With each Office acquisition, the Company enters into a contractual arrangement, including a Management Agreement, which has a term of 40 years. Pursuant to these contractual arrangements, the Company provides all business and marketing services at the Offices, other than the provision of dental services, and it has long-term and unilateral control over the assets and business operations of each Office.
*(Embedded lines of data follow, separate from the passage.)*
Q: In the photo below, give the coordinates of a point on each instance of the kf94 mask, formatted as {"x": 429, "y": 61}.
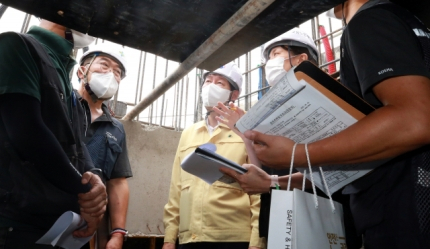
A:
{"x": 103, "y": 85}
{"x": 212, "y": 94}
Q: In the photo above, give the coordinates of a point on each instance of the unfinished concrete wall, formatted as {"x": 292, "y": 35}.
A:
{"x": 151, "y": 152}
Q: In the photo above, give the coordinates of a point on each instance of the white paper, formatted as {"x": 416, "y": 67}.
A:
{"x": 304, "y": 115}
{"x": 61, "y": 233}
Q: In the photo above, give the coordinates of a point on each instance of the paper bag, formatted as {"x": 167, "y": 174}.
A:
{"x": 299, "y": 220}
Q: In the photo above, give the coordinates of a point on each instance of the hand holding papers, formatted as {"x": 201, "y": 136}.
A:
{"x": 205, "y": 163}
{"x": 61, "y": 232}
{"x": 307, "y": 105}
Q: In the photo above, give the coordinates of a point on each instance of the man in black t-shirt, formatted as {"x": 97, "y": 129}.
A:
{"x": 384, "y": 59}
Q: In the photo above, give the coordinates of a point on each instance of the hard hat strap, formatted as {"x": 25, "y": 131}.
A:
{"x": 86, "y": 83}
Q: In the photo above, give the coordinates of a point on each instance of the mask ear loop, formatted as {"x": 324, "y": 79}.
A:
{"x": 289, "y": 56}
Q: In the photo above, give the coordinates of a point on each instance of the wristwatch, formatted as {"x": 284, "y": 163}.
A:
{"x": 121, "y": 231}
{"x": 274, "y": 181}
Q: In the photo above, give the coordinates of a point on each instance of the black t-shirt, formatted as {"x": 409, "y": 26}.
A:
{"x": 376, "y": 45}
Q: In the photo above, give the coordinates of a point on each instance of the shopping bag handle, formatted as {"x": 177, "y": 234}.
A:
{"x": 311, "y": 176}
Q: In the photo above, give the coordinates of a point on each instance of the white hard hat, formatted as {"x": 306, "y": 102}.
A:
{"x": 296, "y": 38}
{"x": 231, "y": 72}
{"x": 114, "y": 51}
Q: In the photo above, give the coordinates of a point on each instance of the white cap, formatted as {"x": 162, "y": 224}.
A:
{"x": 231, "y": 72}
{"x": 115, "y": 52}
{"x": 296, "y": 38}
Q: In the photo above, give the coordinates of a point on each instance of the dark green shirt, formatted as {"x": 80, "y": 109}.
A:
{"x": 18, "y": 70}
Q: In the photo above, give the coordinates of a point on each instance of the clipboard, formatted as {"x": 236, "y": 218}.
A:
{"x": 334, "y": 90}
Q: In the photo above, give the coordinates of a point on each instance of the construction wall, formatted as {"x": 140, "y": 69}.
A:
{"x": 151, "y": 152}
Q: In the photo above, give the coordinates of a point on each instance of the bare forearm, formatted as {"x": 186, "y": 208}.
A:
{"x": 251, "y": 153}
{"x": 118, "y": 193}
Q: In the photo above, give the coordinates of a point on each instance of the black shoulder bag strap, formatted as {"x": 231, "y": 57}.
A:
{"x": 421, "y": 31}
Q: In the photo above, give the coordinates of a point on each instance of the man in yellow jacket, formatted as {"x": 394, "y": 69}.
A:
{"x": 219, "y": 215}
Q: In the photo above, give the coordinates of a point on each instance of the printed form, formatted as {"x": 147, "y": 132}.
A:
{"x": 297, "y": 110}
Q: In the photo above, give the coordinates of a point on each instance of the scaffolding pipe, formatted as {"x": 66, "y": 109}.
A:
{"x": 25, "y": 24}
{"x": 3, "y": 9}
{"x": 180, "y": 105}
{"x": 138, "y": 77}
{"x": 233, "y": 25}
{"x": 141, "y": 81}
{"x": 153, "y": 86}
{"x": 186, "y": 101}
{"x": 164, "y": 96}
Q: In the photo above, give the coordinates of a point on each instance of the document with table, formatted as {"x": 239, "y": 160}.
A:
{"x": 307, "y": 105}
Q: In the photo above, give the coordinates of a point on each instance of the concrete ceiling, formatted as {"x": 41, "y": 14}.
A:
{"x": 173, "y": 29}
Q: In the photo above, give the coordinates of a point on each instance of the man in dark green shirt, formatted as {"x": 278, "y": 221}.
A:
{"x": 44, "y": 166}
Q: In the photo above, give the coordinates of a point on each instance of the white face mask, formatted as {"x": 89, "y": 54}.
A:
{"x": 212, "y": 94}
{"x": 81, "y": 40}
{"x": 330, "y": 13}
{"x": 275, "y": 69}
{"x": 103, "y": 85}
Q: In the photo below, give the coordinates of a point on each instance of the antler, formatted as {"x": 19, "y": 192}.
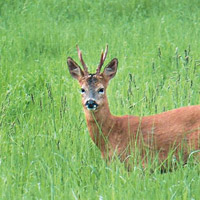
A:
{"x": 103, "y": 57}
{"x": 81, "y": 59}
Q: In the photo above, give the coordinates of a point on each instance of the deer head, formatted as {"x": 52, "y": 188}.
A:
{"x": 93, "y": 86}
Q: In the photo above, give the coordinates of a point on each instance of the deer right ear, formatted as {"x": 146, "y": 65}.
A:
{"x": 74, "y": 69}
{"x": 111, "y": 69}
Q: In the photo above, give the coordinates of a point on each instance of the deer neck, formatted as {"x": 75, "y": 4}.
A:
{"x": 100, "y": 123}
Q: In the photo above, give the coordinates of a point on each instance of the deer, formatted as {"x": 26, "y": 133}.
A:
{"x": 171, "y": 132}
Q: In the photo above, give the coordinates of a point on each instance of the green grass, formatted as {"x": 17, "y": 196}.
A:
{"x": 45, "y": 148}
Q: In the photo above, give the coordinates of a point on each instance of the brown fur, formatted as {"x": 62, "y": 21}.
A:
{"x": 176, "y": 131}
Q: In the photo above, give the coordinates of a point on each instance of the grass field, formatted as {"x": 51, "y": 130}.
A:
{"x": 45, "y": 148}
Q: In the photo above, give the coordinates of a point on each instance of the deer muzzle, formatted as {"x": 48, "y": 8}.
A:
{"x": 91, "y": 104}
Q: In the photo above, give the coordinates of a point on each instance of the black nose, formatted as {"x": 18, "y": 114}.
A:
{"x": 91, "y": 104}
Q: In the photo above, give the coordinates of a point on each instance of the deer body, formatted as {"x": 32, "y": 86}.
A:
{"x": 177, "y": 130}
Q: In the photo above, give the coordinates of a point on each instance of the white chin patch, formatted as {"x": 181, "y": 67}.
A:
{"x": 94, "y": 108}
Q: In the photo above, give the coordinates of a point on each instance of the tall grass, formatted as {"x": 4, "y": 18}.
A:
{"x": 45, "y": 148}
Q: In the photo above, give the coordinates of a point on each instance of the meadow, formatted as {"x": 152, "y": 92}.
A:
{"x": 45, "y": 148}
Accordingly, acquisitions are considered business combinations and are accounted as such.

2009 Acquisitions

On September 30, 2009, the Company acquired the assets of an Arizona partnership and entered into a Management Agreement to manage the practice for a purchase price of $350,000, all payable in cash, and an estimated fair value of contingent liabilities of $718,000 assumed in this acquisition.  These contingent liabilities were recorded as of the date of acquisition, were payable beginning after four years from the acquisition date and were calculated at a multiple of then trailing twelve-month operating cash flows.  During the quarter ended December 31, 2011, the Company remeasured the value of the contingent liabilities and reduced it by $300,000 to $418,000.  The $300,000 was recognized as other income.  During the quarter ended September 30, 2013, the Company remeasured the fair value of the contingent liabilities and reduced it by $17,000 to $401,000.  The $17,000 was recognized as other income for the quarter.  The $401,000 of contingent liabilities became payable as of September 30, 2013.  The Company paid $201,000 in October 2013.  The remaining $200,000 was represented by a promissory note payable over five years with 5% interest.  The note was paid off during the quarter ended December 31, 2013 at a discounted value, and $22,000 was recognized as other income during the quarter.
 
On October 29, 2009, the Company acquired the assets of a second Arizona partnership and entered into a Management Agreement to manage the practice for a purchase price of $700,000, all payable in cash, and an estimated fair value of contingent liabilities of $850,000 assumed in this acquisition.  These contingent liabilities were recorded as of the date of acquisition, were payable beginning after four years from the acquisition date and were calculated at a multiple of the then trailing twelve-month operating cash flows.  During the quarter ended December 31, 2011, the Company remeasured the value of the contingent liabilities and reduced it by $250,000 to $600,000.  The $250,000 was recognized as other income.  During the quarter ended September 30, 2013, the Company remeasured the fair value of the contingent liabilities and reduced it by $179,000 to $421,000.  The $179,000 was recognized as other income during the quarter.
 
On December 30, 2009, the Company acquired the assets of a dental practice and entered into a Management Agreement to manage the practice for a purchase price of $340,000, all payable in cash, and an estimated fair value of contingent liabilities of $280,000 assumed in this acquisition.  These contingent liabilities were recorded as of the date of acquisition.  On November 2, 2011, the Company terminated this practice’s dentist for cause.  Pursuant to the purchase agreement, the Company paid $5,000 to terminate the agreement.  As a result, $280,000 of contingent liabilities were extinguished and recognized as other income during the quarter ended December 31, 2011.

The fair values of the acquisitions were based on significant inputs not observable in the market and are therefore defined as level 3 inputs under ASC Topic 820.  Key assumptions include the projected operating results of the acquired enterprises.

The Company did not acquire any Offices in 2011, 2012 or 2013.